## Prepare corpus

In [None]:
import json
from tqdm import tqdm
from datasets import Dataset, load_dataset

ds = load_dataset("BeIR/nfcorpus", "corpus")["corpus"]

with open("nfcorpus.jsonl", "w") as f:
    for i in tqdm(range(len(ds))):
        doc = {"id": ds[i]["_id"], "text": ds[i]["title"] + " " + ds[i]["text"]}
        f.write(json.dumps(doc) + "\n")

## Prepare index & ingest pipeline

In [None]:
from utils import get_os_client

client = get_os_client(use_aws_auth=False)

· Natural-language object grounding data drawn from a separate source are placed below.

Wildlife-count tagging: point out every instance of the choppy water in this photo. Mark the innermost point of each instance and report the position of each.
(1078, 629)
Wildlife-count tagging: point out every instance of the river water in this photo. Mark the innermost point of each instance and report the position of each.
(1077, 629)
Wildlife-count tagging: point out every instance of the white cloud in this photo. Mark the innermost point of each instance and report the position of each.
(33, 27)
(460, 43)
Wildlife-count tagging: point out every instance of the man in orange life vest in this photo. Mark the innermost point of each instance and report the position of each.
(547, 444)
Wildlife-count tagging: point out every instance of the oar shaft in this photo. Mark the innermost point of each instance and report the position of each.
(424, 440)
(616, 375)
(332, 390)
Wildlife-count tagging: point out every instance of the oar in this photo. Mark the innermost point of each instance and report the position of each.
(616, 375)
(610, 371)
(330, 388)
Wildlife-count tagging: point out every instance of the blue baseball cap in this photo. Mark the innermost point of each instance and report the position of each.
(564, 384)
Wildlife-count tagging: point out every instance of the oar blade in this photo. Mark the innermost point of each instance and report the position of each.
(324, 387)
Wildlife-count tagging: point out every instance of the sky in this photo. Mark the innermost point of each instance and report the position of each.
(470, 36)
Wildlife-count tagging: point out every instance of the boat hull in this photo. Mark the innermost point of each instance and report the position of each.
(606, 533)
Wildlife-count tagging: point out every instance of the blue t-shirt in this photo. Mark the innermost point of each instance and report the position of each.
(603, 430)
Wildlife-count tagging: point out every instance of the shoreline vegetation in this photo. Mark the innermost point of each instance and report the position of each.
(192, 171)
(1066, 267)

if client.indices.exists(index="test-index"):
    client.indices.delete(index="test-index")
client.indices.create(
    index="test-index",
    body={
        "settings": {"default_pipeline": "nlp-ingest-pipeline-sparse"},
        "mappings": {
            "properties": {
                "id": {"type": "text"},
                "embedding": {"type": "rank_features"},
                "text": {"type": "text"},
            }
        },
    },
)

client.transport.perform_request(
    method="PUT",
    url="/_ingest/pipeline/nlp-ingest-pipeline-sparse",
    body={
        "description": "An sparse encoding ingest pipeline",
        "processors": [
            {
                "sparse_encoding": {
                    "model_id": "G3HGgZcBIhjhFXqCQEjZ",
                    "field_map": {"text": "embedding"},
                }
            }
        ],
    },
)

## Prepare qrels and queries

In [None]:
import datasets
import json

dataset_name = "nfcorpus"
queries_raw = datasets.load_dataset(f"BeIR/{dataset_name}", "queries")["queries"]
qrels_raw = datasets.load_dataset(f"BeIR/{dataset_name}-qrels")["test"]

qrels = {}
for item in qrels_raw:
    query_id = item["query-id"]
    corpus_id = item["corpus-id"]
    score = item["score"]

    if query_id not in qrels:
        qrels[query_id] = {}
    qrels[query_id][corpus_id] = score

queries_raw = queries_raw.filter(lambda x: x["_id"] in qrels)

queries = {}
for item in queries_raw:
    queries[item["_id"]] = item["text"]

with open(f"{dataset_name}-queries.json", "w") as f:
    json.dump(queries, f)

with open(f"{dataset_name}-qrels.json", "w") as f:
    json.dump(qrels, f)